As our global environment changes, so will our local environments. This can cause a profound sense of loss that Glenn Albrecht has termed solastalgia, “a form of homesickness one gets when one is still at ‘home.’” The latest issue of Wired has a nice article by Clive Thompson on the topic. Our sense of place may be largely unexamined or even unacknowledged, but disruptions to that sense of place can still hurt.
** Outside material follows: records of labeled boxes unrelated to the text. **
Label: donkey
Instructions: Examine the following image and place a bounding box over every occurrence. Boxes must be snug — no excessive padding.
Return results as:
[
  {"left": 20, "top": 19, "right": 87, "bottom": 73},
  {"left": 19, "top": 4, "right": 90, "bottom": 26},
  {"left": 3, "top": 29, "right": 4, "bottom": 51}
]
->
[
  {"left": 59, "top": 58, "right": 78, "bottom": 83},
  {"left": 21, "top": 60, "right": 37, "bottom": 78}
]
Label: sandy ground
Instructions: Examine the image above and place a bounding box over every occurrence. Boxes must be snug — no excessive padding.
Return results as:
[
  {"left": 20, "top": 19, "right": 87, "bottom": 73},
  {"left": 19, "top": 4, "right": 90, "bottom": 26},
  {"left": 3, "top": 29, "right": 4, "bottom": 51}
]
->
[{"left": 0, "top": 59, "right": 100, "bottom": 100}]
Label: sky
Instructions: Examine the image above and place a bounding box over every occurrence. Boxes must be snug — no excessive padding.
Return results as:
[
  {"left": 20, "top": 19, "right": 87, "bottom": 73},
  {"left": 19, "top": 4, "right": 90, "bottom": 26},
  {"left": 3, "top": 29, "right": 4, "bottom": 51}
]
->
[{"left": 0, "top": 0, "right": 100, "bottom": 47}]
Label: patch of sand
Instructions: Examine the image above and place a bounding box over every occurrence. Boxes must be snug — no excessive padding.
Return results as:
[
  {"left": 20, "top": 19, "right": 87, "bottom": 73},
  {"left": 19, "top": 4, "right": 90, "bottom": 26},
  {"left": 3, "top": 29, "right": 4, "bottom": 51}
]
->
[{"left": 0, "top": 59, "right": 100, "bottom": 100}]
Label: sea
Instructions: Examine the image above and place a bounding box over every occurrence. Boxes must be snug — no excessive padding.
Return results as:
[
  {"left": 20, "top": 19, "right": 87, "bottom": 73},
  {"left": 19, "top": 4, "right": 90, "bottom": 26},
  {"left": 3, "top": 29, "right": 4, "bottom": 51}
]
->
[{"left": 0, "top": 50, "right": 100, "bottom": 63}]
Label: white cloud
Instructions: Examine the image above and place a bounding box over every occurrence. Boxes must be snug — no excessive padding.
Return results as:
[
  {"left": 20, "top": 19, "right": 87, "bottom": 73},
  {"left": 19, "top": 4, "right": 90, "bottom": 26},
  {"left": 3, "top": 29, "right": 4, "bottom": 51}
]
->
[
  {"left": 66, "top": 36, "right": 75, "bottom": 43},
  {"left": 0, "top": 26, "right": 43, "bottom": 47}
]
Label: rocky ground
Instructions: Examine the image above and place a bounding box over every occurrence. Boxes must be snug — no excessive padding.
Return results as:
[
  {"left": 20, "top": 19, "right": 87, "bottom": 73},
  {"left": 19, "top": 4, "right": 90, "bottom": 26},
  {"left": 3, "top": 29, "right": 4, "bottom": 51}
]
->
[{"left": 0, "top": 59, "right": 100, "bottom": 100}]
One of my favorite books in the world is From Where We Stand: Recovering a Sense of Place, by Deborah Tall. I read her book shortly before leaving Ithaca, and it helped me realize how thoroughly I had connected to the local environment: the hills, the lake, the parks and waterfalls, the deer and ducks and seasonal rhythms had become a part of me, and I still miss them. My sense of Boston is much more fragmented, despite living here for much longer. Perhaps it’s because Boston is more urban, or because Boston is larger, or because I no longer have the time or vantage point to go eat lunch while staring at the lake several times a week. Perhaps we connect differently to places at different ages, or perhaps the difference is simply that I still live in Boston.

Clive Thompson claims that how deeply we are affected by losing our sense of place is related to whether we have chosen the change. Can we therefore inoculate ourselves against solastalgia by more actively claiming personal responsibility for the local effects of global climate change? Can vacations to warmer climes make the increase in tropical gardening in New England function as a pleasant souvenir that compensates for the loss of our local flora? Or in 10 years, will post-winter-solstice December rain like tonight’s mean popping another pill to ward off the memories of a time when such a rain would have been helping to melt the previous week’s accumulated snow and ice?